The Murchie family has been actively involved with the Walcha Show for over 100 years.
"My grandfather, Alex Murchie was president from 1913 to 1920 and secretary from 1922 to 1933," Don said. "He had his fatal heart attack while in the show office which was a room at the front of the Literary Institute where the Pump Shop is now."
Don says his earliest memories of the Walcha Show are of his father, his two sisters and his grandmother leaving Summer Hill in the early hours of the first morning of the show on their way to set up the pavilion and take entries.
The Murchie family has been actively involved with the Walcha Show for over 100 years.
"The show in those days was on Tuesday and Wednesday and the pavilion stewards went in early, set up, had breakfast in the luncheon booth then took entries till 10am, had them judged before lunch ready to open after lunch," Don said.
"My mother, two sisters and I would then go in the next day with the others - eight of us in the old Dodge tourer car. A picnic lunch also went with us which was partaken under the pine trees on the hill with other show families. That evening after the pavilion was cleared the show committee and stewards had a party in the pavilion and us kids were left to play outside. That would also have been my first experience mixing with other kids as we did correspondence schooling."
Don's official involvement with the Walcha Show began when he was 15 helping Irwin Stier with the Intershow Exhibit between Walcha and Uralla.
"I worked with Irwin to set up our exhibit at Uralla Show, and then pulled it down and set it up at Walcha Show," he said.

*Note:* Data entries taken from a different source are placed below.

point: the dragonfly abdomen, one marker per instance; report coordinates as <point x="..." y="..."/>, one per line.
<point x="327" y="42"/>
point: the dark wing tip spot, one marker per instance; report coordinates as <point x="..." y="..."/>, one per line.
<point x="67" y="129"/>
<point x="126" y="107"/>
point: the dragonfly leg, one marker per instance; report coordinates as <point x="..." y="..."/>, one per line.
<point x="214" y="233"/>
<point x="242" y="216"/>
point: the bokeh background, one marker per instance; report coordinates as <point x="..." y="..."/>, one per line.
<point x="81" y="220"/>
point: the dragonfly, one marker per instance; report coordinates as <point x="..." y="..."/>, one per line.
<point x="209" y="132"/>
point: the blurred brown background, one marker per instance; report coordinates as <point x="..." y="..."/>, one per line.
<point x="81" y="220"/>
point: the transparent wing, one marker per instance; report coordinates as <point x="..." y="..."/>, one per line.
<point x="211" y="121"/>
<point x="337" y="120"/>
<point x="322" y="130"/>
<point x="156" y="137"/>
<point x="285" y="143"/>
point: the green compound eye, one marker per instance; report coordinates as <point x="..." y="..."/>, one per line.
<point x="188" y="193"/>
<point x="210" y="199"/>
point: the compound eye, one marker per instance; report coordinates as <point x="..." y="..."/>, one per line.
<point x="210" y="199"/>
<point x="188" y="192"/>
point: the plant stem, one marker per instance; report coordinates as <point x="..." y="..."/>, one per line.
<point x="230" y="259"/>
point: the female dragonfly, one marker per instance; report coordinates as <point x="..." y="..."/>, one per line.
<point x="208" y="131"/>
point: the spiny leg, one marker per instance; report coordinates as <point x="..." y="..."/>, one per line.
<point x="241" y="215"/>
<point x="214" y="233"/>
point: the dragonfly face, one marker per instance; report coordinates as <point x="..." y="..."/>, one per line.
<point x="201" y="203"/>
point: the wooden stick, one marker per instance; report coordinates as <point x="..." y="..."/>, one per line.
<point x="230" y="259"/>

"During my Farrer days I missed all the shows but when I left school I was more or less propelled straight into a lifetime of involvement in shows."
Don became the Chief Pavilion Steward for 21 years from the age of only 20. He also served as president of the Walcha Show Society, before taking on the role of secretary for the past 15 years.
"In 2003 after the sudden resignation of the then secretary I said I would take over till a new one could be appointed," Don said.
"It has only taken 15 years to appoint a new secretary and Dale Webber has done a tremendous job this year."